DL-QAT: Weight-Decomposed Low-Rank Quantization-Aware Training for Large Language Models
Wenjin Ke, Zhe Li, Dong Li, Lu Tian, Emad Barsoum
TL;DR
DL-QAT tackles the inefficiency of quantization-aware training for large language models by decomposing weight updates into group-specific magnitude training and LoRA-based fine-tuning within a predefined quantization space, enabling training of less than 1% of parameters. By combining group-wise magnitude scaling with low-rank updates, it achieves competitive accuracy at low-bit quantization while drastically reducing training memory and time. Evaluations on LLaMA and LLaMA2 show consistent gains over QA-LoRA and LLM-QAT across multiple benchmarks, including MMLU and LM-Eval, and surpass perplexity on WikiText-2. The approach offers a practical, resource-efficient path to deploy quantized LLMs in constrained environments.
Abstract
Improving the efficiency of inference in Large Language Models (LLMs) is a critical area of research. Post-training Quantization (PTQ) is a popular technique, but it often faces challenges at low-bit levels, particularly in downstream tasks. Quantization-aware Training (QAT) can alleviate this problem, but it requires significantly more computational resources. To tackle this, we introduced Weight-Decomposed Low-Rank Quantization-Aware Training (DL-QAT), which merges the advantages of QAT while training only less than 1% of the total parameters. Specifically, we introduce a group-specific quantization magnitude to adjust the overall scale of each quantization group. Within each quantization group, we use LoRA matrices to update the weight size and direction in the quantization space.

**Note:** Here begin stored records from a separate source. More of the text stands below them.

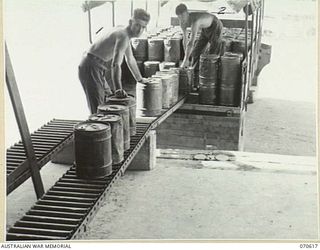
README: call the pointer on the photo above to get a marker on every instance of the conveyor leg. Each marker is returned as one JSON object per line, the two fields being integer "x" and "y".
{"x": 146, "y": 156}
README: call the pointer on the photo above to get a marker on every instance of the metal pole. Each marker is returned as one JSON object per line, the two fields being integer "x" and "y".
{"x": 89, "y": 22}
{"x": 113, "y": 18}
{"x": 23, "y": 126}
{"x": 157, "y": 23}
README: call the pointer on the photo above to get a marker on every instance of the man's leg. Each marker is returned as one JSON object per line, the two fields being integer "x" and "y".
{"x": 199, "y": 48}
{"x": 93, "y": 81}
{"x": 216, "y": 38}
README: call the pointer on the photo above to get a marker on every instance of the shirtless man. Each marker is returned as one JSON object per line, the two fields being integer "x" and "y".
{"x": 211, "y": 33}
{"x": 106, "y": 55}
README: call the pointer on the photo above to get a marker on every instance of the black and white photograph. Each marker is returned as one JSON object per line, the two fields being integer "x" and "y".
{"x": 160, "y": 120}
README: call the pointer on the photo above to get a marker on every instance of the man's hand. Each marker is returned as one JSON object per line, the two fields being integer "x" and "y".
{"x": 143, "y": 80}
{"x": 121, "y": 93}
{"x": 184, "y": 64}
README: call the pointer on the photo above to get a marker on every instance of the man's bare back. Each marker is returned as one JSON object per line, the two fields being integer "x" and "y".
{"x": 104, "y": 46}
{"x": 203, "y": 19}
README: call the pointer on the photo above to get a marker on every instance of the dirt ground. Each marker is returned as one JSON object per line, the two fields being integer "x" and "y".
{"x": 281, "y": 121}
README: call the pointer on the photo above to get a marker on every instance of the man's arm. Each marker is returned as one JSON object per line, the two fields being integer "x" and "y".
{"x": 190, "y": 44}
{"x": 184, "y": 37}
{"x": 118, "y": 53}
{"x": 132, "y": 64}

We validated the effectiveness of our method on the LLaMA and LLaMA2 model families. The results show significant improvements over our baseline method across different quantization granularities. For instance, for LLaMA-7B, our approach outperforms the previous state-of-the-art method by 4.2% in MMLU on 3-bit LLaMA-7B model. Additionally, our quantization results on pre-trained models also surpass previous QAT methods, demonstrating the superior performance and efficiency of our approach.